Jessica Blatt teaches political science at Marymount Manhattan College, where she also coordinates the Politics and Human Rights program. Her current book project, The Best in Their Blood: Race and the American Science of Politics, is under contract with the University of Pennsylvania Press.
Since the theme of Mark Carnes’s essay was skepticism, I’ll address another qualm that instructors may have about “Reacting to the Past.” It goes like this: “RTTP may be fine for Barnard students, but it will be another story with students at my commuter school/community college/underfunded public institution,” etc. They won’t have the preparation. They won’t be able to handle The Republic or Locke’s Second Treatise after just one or two class sessions. Their jobs, kids, long or unaffordable bus commutes, and other obligations will mean some key player drops out at a pivotal moment, students miss key classes, or everyone falls fall behind the fast pace of the games. (No all-nighters at the library for mom.)
I won’t bother to argue this point. These hazards are real. I can almost guarantee it will be another story. I will submit, though, that RTTP can still be a good story, and in many ways even a more powerful one, with no ivy (or close relatives of sitting presidents!) as far as the eye can see.

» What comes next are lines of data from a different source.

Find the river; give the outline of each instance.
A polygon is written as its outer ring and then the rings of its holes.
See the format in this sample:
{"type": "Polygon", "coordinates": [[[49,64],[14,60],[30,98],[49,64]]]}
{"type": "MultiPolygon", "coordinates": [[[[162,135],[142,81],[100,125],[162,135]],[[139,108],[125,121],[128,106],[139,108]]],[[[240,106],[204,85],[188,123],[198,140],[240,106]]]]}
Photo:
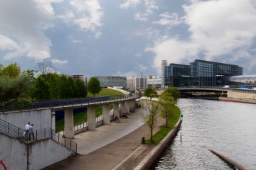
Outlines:
{"type": "Polygon", "coordinates": [[[256,169],[256,105],[180,98],[178,106],[181,130],[152,169],[236,169],[208,149],[256,169]]]}

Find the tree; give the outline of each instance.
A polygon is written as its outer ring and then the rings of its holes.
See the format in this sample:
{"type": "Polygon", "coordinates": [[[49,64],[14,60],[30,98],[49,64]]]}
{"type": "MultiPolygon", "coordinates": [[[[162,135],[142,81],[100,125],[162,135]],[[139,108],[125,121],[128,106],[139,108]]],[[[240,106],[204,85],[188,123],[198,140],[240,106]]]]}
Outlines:
{"type": "Polygon", "coordinates": [[[181,97],[181,92],[176,87],[169,87],[165,89],[162,94],[171,94],[171,96],[174,98],[174,101],[177,101],[178,98],[181,97]]]}
{"type": "Polygon", "coordinates": [[[50,73],[48,75],[47,82],[50,88],[50,98],[60,98],[60,76],[57,73],[50,73]]]}
{"type": "Polygon", "coordinates": [[[10,78],[15,78],[21,74],[21,68],[17,63],[14,63],[2,68],[1,75],[2,76],[8,76],[10,78]]]}
{"type": "Polygon", "coordinates": [[[159,98],[159,103],[161,105],[161,115],[166,118],[166,127],[168,128],[168,120],[174,113],[173,110],[177,102],[171,96],[170,93],[164,93],[159,98]]]}
{"type": "Polygon", "coordinates": [[[153,143],[153,130],[157,121],[159,110],[159,104],[156,101],[152,100],[146,100],[143,101],[143,119],[149,128],[151,143],[153,143]]]}
{"type": "Polygon", "coordinates": [[[150,94],[157,94],[155,86],[147,87],[144,91],[144,96],[150,97],[150,94]]]}
{"type": "Polygon", "coordinates": [[[101,89],[100,80],[95,76],[90,78],[88,82],[88,91],[95,96],[95,94],[98,94],[101,89]]]}
{"type": "Polygon", "coordinates": [[[71,77],[68,79],[66,76],[62,75],[59,83],[60,98],[73,98],[74,95],[74,81],[71,79],[71,77]]]}
{"type": "Polygon", "coordinates": [[[49,85],[46,83],[44,78],[38,76],[35,83],[36,88],[33,93],[33,96],[40,100],[50,99],[49,85]]]}
{"type": "Polygon", "coordinates": [[[75,79],[74,82],[74,97],[86,97],[87,91],[85,83],[81,79],[75,79]]]}
{"type": "Polygon", "coordinates": [[[44,61],[42,62],[38,62],[39,73],[43,77],[47,80],[48,76],[50,73],[55,72],[55,69],[53,67],[53,64],[50,62],[44,61]]]}

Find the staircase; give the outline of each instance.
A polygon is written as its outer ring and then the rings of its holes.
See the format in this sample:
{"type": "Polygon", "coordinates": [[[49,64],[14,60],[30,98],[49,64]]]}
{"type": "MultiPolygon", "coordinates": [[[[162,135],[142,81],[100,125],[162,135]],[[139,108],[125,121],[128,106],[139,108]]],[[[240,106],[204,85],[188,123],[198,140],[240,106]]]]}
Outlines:
{"type": "Polygon", "coordinates": [[[50,139],[63,147],[77,152],[77,144],[75,142],[49,128],[34,130],[35,140],[33,140],[32,138],[31,140],[28,140],[28,136],[26,135],[25,130],[0,119],[0,133],[18,140],[26,144],[50,139]]]}

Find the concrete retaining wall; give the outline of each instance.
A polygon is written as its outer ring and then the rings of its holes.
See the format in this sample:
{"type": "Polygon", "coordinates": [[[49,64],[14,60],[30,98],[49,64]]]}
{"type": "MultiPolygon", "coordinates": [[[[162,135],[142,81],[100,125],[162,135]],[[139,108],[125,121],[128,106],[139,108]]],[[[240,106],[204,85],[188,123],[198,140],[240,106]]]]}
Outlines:
{"type": "Polygon", "coordinates": [[[142,162],[135,168],[136,170],[147,170],[154,165],[158,158],[162,154],[164,149],[166,149],[169,144],[174,139],[179,128],[181,127],[181,118],[174,125],[174,128],[168,133],[160,143],[150,152],[150,153],[142,160],[142,162]]]}
{"type": "Polygon", "coordinates": [[[0,160],[7,169],[41,169],[75,154],[50,140],[26,144],[1,133],[0,139],[0,160]]]}

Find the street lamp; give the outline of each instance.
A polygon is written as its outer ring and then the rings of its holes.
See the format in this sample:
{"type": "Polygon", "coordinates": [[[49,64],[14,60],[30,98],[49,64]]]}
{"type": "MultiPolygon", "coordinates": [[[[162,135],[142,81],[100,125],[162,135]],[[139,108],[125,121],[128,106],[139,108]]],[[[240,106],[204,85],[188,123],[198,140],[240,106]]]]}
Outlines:
{"type": "Polygon", "coordinates": [[[181,130],[181,133],[182,133],[182,120],[183,120],[183,115],[181,113],[181,127],[180,127],[180,130],[181,130]]]}

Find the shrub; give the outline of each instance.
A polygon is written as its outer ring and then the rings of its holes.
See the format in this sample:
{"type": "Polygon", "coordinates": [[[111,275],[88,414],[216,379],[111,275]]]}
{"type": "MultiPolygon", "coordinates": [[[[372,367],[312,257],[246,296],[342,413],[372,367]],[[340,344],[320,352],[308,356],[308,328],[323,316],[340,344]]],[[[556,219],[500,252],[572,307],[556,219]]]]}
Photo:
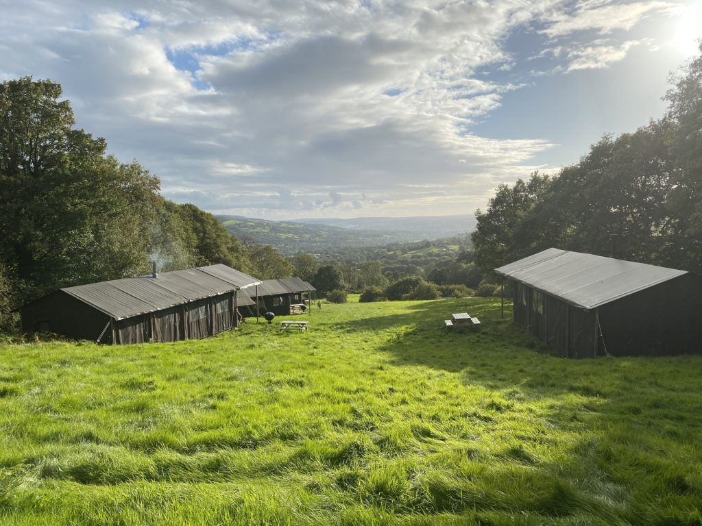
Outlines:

Most of the time, I teach at a private, four-year college in New York City. I use RTTP there, and it’s much as Carnes describes (except that I devote several more class sessions to “setup”). However, this past semester, for the first time, I taught a Reacting-based class at a maximum-security prison.
That setting posed all the problems above, in one version or another. I was teaching two games, one set in Athens in 403 BC, another in New York on the eve of the Revolutionary War. My students were clearly bright (some brilliant), but their preparation was uneven, and we were jumping straight into Plato. A few students had graduated from conventional high school or attended some college before prison. Others had done GED’s while incarcerated. They could be confined to their cells for small infractions, or worse. They worked full time. Computer facilities were limited; internet research, an impossibility. (The tireless college program staff worked hard to maintain a useful library, and students could access some scholarly articles via a closed database in the college program’s library). What’s more, being in prison, much like being poor on “the outside,” turns out to be time-consuming. For example, inmates are allowed to circulate only at specific times. This means that no errand is ever quick—once you get where you are going, you have to wait there until you are allowed to move again. So a trip to the library during your limited free time may mean having to wait a day or more to accomplish some other task.
And indeed, students dropped out. (I lost one, heartbreakingly, to months in solitary confinement.) Everyone missed at least one class, and some missed several. A few struggled with the material. (Others, it must be noted, excelled.) These things caused all sorts of logistical problems: the careful balance of the “factions” would be thrown off when a student disappeared; a crucial issue might be fumbled when the student meant to introduce hadn’t finished a paper; I was always on tenterhooks at the beginning of class, wondering if some crucial player would arrive. With all the uncertainties, I couldn’t rely too heavily on the careful construction of the games.
Thankfully, the students were with me. They wanted the games to succeed, too. So when we had to improvise, they went along, imagining solutions, picking up extra duties, or propping up faction mates as needed. Sometimes I assumed a role and interjected a key point. More often, I’d pass out scraps of paper, feeding lines or prompts to make sure things found their way back to some plausible trajectory. It wasn’t always a well-oiled machine, but it got us where we needed to go.
My students worked hard to write clear, convincing essays in order to persuade possible allies or show up their opponents. Obstacles aside, they did the research, not wanting to let down their faction-mates. Strong students mentored weaker ones. All debated issues of politics, power, order, the place of violence in social life, the obligations of citizens to one another and to outsiders. They formed new perspectives on historical events they thought they knew, and some they’d never heard of. In short, they did all the things one hopes students will do in college: engage seriously with big ideas and major texts, and improve their research, writing, and public speaking skills.
They remarked on these accomplishments during our “post-morterm” discussion. I thought, too, they might have liked being listened to, or feeling part of something important, even if it was only make-believe. That may well have been the case. But what they wanted to talk about was the pleasure they had taken in working together–in “making friends.” Students at more privileged institutions get those opportunities in fraternities and sororities, clubs, extracurricular activities, dorm life, late-night study sessions, and the countless other features of college life that many of us remember far more vividly than our actual classes. However for these incarcerated students, much as for the overburdened, under-resourced students at so many institutions, chances to play together were few and far between. I suspect that’s why my students worked so hard and were so willing to help me when things threatened to go south. It’s certainly why I think RTTP has something important to offer outside the elite setting in which it was conceived.